Così, dalla Lucania attraversata insieme a Ernesto De Martino ai bambini di Bangkok (piccola misura di civiltà che si staglia spesso davanti a «soglie»), fino alla Cuba delle danze di campagna o agli incontri casuali con Che Guevara, per finire con gli «affreschi» delle pause lavorative nei set del cinema, il mosaico composto da questo reporter ha un sapore antropologico, mescolato a uno creativo/artistico venato di reminiscenze tratte da film. Un bel cocktail da decrittare per lo spettatore, che può evitare di incagliarsi, affidandosi a un primitivo stupore. Arturo Zavattini non dà solo testimonianza, ma produce mondo ignoto: molto della ruvida vita che toccava ai contadini dell’Italia demartiniana, in quel magico 1952, l’abbiamo imparata dai suoi scatti.

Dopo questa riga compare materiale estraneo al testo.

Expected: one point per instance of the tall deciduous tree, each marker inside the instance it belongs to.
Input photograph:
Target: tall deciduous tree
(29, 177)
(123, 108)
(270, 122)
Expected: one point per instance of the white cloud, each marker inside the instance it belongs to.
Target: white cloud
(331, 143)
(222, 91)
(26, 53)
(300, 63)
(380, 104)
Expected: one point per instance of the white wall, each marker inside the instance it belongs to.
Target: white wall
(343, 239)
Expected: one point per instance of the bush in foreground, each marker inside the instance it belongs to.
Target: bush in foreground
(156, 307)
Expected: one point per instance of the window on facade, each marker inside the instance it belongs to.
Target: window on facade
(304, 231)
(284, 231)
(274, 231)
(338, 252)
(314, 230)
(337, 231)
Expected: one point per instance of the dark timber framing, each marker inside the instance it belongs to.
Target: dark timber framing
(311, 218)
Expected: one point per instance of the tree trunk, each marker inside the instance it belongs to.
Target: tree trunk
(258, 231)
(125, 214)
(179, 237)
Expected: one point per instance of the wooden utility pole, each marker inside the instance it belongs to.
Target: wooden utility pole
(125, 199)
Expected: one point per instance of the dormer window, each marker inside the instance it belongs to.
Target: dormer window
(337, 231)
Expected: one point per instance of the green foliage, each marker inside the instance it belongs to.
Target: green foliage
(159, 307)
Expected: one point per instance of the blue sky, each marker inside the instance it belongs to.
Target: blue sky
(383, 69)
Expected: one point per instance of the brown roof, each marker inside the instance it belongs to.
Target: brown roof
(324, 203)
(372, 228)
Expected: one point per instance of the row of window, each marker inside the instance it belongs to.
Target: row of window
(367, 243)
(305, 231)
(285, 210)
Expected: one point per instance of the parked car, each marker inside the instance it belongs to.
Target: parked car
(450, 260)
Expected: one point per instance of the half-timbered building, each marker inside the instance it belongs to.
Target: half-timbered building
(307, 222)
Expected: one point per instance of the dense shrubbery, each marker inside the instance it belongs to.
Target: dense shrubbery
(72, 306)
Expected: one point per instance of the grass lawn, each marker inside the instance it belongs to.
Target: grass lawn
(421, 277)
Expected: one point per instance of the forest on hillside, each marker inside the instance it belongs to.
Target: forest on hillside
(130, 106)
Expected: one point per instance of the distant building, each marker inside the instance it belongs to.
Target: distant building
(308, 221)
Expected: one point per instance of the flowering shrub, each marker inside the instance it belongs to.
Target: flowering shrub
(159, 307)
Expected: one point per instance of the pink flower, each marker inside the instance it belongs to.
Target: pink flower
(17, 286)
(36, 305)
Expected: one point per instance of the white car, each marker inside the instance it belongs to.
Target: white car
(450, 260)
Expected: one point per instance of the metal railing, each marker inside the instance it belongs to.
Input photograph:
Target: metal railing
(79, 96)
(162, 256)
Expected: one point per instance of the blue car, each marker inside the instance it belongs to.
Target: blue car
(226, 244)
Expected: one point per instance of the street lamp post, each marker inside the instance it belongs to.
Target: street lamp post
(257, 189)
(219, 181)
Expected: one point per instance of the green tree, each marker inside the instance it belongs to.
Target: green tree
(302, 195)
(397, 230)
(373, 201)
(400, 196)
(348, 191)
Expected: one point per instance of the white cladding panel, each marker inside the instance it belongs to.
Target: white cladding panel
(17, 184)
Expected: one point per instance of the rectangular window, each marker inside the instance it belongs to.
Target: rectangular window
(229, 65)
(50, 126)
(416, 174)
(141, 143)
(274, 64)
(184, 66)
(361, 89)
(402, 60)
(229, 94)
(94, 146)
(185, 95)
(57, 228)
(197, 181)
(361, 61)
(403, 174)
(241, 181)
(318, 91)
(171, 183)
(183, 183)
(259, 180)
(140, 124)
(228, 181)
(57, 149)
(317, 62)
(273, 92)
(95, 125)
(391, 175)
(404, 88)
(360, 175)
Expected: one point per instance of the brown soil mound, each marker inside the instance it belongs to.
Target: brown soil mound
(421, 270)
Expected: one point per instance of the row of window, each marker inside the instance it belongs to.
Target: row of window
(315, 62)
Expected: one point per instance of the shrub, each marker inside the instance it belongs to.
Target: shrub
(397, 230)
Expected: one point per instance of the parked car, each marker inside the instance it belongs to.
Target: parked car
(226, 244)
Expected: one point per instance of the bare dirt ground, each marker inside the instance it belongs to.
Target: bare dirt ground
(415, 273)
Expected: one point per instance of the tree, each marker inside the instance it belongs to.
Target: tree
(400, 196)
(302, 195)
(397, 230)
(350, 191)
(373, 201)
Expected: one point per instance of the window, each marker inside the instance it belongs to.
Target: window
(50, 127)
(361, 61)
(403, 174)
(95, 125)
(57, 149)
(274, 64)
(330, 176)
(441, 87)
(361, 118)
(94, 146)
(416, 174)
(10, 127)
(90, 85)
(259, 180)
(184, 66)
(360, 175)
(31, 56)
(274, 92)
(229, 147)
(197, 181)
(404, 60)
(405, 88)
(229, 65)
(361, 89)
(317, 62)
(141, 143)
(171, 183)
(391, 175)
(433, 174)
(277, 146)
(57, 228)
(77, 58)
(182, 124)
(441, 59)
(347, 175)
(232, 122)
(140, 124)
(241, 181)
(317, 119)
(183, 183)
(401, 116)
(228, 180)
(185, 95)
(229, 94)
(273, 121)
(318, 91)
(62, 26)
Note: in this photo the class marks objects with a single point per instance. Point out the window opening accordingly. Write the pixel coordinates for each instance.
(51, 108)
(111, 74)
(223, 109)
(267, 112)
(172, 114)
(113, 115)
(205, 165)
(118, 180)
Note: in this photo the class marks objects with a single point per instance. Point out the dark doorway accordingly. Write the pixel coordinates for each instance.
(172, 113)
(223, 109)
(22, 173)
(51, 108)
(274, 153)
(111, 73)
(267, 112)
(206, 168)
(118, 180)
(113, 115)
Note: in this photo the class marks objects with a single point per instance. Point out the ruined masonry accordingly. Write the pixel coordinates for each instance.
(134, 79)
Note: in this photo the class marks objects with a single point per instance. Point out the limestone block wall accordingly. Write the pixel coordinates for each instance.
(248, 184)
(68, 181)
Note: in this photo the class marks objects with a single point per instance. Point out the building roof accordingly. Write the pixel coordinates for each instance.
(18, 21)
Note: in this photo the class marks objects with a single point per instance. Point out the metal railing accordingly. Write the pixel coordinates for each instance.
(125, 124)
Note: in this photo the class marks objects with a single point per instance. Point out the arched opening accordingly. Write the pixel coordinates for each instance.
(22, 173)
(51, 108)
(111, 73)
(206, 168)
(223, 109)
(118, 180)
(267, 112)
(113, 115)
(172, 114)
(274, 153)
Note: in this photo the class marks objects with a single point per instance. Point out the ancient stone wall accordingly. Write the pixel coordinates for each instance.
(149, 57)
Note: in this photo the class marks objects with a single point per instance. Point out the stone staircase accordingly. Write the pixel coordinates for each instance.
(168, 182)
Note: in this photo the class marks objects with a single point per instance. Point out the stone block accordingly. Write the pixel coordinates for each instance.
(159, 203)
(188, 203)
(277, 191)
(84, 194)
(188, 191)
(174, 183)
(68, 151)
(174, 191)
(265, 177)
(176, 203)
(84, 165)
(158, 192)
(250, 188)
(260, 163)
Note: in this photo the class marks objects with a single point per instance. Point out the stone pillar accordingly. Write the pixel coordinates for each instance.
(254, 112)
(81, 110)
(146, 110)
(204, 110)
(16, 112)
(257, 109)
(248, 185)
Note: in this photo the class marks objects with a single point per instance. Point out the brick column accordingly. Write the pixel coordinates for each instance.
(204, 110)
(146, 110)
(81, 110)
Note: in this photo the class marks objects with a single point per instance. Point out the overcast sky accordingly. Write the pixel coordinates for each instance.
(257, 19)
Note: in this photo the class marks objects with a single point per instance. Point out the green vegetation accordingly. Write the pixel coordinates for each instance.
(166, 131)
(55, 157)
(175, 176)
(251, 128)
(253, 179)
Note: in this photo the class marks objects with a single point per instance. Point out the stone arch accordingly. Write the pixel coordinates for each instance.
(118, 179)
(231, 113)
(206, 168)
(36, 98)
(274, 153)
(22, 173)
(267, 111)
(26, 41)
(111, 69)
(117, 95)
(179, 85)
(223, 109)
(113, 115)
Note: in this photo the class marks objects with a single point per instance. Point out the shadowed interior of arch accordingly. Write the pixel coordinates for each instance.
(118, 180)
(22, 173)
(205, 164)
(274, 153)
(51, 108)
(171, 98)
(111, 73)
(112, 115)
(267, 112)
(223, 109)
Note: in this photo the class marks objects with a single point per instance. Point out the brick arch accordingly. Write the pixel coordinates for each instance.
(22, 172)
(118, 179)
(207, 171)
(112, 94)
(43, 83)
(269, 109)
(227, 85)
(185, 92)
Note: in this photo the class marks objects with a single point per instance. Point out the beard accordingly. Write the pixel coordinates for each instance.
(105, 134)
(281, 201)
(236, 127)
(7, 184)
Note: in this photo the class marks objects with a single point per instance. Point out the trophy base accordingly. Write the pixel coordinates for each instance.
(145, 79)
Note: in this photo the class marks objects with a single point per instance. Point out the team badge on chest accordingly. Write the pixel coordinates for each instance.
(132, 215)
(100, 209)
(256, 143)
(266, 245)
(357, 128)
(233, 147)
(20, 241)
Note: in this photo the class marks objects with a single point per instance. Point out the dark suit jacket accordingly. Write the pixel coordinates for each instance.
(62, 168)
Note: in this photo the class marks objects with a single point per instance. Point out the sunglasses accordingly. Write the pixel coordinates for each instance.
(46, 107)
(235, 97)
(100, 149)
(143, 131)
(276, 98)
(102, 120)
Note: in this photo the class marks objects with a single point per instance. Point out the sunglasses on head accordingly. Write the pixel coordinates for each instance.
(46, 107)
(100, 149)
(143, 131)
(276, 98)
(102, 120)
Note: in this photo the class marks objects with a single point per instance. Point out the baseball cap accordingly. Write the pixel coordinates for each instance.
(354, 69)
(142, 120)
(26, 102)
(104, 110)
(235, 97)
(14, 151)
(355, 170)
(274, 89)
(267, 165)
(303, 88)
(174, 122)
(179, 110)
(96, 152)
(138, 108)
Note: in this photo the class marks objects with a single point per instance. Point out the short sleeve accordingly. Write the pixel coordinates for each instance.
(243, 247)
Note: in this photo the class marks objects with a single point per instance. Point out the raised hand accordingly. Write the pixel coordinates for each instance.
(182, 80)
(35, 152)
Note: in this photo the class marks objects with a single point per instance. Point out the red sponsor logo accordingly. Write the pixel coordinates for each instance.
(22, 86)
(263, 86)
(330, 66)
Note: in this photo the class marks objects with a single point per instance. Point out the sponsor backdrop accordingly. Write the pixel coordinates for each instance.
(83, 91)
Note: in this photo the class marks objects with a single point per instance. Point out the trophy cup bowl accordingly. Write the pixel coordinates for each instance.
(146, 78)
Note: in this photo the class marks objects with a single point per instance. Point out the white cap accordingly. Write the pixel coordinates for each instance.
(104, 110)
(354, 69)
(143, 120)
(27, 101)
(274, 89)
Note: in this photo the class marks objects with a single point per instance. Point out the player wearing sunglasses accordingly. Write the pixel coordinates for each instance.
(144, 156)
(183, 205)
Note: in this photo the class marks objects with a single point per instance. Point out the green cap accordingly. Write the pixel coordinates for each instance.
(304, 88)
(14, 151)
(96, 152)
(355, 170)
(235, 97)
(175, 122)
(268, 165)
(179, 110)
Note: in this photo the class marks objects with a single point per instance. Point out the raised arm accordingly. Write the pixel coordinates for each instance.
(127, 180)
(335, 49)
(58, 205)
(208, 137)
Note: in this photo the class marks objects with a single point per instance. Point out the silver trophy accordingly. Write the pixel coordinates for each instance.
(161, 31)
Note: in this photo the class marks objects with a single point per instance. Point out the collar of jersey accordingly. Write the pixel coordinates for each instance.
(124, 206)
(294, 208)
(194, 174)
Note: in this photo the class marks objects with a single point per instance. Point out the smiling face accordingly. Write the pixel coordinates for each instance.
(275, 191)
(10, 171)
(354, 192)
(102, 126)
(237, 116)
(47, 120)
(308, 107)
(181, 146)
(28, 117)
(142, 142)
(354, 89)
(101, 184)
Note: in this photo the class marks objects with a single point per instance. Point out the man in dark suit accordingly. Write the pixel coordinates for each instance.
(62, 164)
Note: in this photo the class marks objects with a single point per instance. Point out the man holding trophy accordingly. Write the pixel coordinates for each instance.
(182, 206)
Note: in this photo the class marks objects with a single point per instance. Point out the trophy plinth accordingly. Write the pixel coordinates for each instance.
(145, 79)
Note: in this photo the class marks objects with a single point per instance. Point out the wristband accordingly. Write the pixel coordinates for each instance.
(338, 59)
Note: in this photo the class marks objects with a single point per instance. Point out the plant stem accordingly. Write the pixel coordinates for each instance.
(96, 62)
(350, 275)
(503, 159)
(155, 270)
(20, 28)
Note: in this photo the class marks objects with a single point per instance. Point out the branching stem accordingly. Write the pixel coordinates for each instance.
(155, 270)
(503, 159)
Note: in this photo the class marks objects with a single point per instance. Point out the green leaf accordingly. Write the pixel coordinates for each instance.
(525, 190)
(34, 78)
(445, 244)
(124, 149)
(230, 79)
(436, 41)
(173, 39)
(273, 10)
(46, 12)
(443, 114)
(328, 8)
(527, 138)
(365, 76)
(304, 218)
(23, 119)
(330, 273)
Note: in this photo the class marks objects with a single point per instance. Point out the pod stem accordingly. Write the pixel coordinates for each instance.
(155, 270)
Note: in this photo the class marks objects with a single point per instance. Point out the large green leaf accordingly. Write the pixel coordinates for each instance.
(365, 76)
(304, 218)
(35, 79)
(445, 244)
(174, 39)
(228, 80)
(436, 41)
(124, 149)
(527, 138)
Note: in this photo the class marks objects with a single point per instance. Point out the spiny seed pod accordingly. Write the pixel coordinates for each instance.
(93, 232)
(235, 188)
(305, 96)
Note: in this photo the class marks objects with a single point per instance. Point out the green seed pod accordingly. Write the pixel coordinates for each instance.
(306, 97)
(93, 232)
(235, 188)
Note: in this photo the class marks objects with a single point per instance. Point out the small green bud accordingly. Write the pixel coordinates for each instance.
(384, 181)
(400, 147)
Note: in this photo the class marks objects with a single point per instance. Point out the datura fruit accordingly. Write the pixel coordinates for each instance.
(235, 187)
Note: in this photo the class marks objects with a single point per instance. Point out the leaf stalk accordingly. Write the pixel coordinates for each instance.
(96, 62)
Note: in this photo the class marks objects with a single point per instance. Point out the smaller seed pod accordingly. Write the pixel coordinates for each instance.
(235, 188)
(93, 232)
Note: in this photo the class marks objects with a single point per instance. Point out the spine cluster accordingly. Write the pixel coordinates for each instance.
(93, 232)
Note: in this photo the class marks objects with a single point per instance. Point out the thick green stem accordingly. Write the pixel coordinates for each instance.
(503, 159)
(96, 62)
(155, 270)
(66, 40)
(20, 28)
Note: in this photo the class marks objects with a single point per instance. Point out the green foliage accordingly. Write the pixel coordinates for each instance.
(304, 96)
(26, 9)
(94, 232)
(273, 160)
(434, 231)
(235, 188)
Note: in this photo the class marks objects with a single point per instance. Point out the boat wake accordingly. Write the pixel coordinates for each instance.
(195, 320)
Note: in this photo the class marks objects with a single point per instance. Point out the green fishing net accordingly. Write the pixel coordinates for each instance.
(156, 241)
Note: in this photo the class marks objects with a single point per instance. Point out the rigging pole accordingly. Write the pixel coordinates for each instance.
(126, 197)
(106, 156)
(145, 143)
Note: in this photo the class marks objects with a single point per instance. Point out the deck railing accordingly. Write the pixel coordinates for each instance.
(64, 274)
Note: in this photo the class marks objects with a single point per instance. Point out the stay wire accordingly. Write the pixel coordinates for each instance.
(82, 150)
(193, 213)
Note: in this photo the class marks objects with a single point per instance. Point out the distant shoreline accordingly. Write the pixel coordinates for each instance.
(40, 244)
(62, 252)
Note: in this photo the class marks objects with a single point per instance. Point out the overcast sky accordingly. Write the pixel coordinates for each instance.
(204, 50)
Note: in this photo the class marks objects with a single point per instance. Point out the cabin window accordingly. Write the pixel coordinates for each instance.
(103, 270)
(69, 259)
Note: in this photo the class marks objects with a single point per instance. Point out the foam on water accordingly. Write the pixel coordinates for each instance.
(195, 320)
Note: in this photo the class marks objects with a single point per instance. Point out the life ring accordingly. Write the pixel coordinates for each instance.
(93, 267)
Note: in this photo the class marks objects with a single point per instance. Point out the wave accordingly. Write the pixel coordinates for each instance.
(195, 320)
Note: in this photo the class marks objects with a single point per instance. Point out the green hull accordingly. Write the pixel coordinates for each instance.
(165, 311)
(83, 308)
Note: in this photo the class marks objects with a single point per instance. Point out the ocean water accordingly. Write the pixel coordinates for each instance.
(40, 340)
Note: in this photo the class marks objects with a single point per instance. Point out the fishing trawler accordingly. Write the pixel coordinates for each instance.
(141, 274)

La bella mostra romana che il Museo Nazionale delle Arti e tradizioni Popolari di Roma gli dedica (visitabile fino al 28 marzo, a cura di Francesco Faeta e Giacomo Daniele Fragapane) si concentra su un unico decennio: quello che va dagli anni 50 ai 60, mentre il libro di Contrasto che accompagna l’esposizione tenta un catalogo generale dell’opera di questo particolarissimo fotografo, nato a Luzzara nel 1930. Carattere non certo votato alla mondanità e alla promozione di se stesso, Zavattini ha custodito nel suo archivio personale molte pellicole e una grande parte di mondo è rimasta per cinquant’anni inedita e invisibile. Alcune di quelle immagini escono dal’oscurità che le aveva inghiottite e divengono «pubbliche» per la prima volta, stampate in occasione di questa rassegna: come spiega la direttrice del museo Maura Picciau, «emergono da un silenzio lungo quasi mezzo secolo».